I'm hoping that now I have committed myself to this I will be able to keep it up. By the sound of it they are quite thorough about re-jigging your program to make sure you're getting the best out of it. And there is always someone to ask. Everyone faces the centre and the instructors have a desk just on one side. If you need to ask anything you can. And there are mini reviews to check how things are going.
 
The only bad thing is how thoroughly they measured me! I now know the exact horrors of my dimensions and my weight. I have been avoiding this knowledge for a while, but I know that if I expect to tackle it I have to know what I am dealing with.
 
So maybe it's time I posted a proper picture of me, so you can all see what I really look like.
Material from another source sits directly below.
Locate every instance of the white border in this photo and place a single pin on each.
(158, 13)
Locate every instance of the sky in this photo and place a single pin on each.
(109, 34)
Not just a head shot which is all I normally allow. I am officially heavier than I have ever been before and consequently in the biggest dress size I've ever worn. And I am not okay with it. Because it isn't healthy to be this big and I do worry about the effects it must be having on my health.
 
My depression is in part caught up with my weight, so less weight, happier Pearl (or that's the plan). And I'm sick of not being able to buy clothes in my home town. Evans closed it's doors a couple of years ago and now I'm stuck with having to go into Hull to shop. Or online...
 
Here I am then, and I hope I will be able to post progress photos along the way. (I *hate* this plan!)
 

rather rubbish photos, but these are the only full length ones I could find!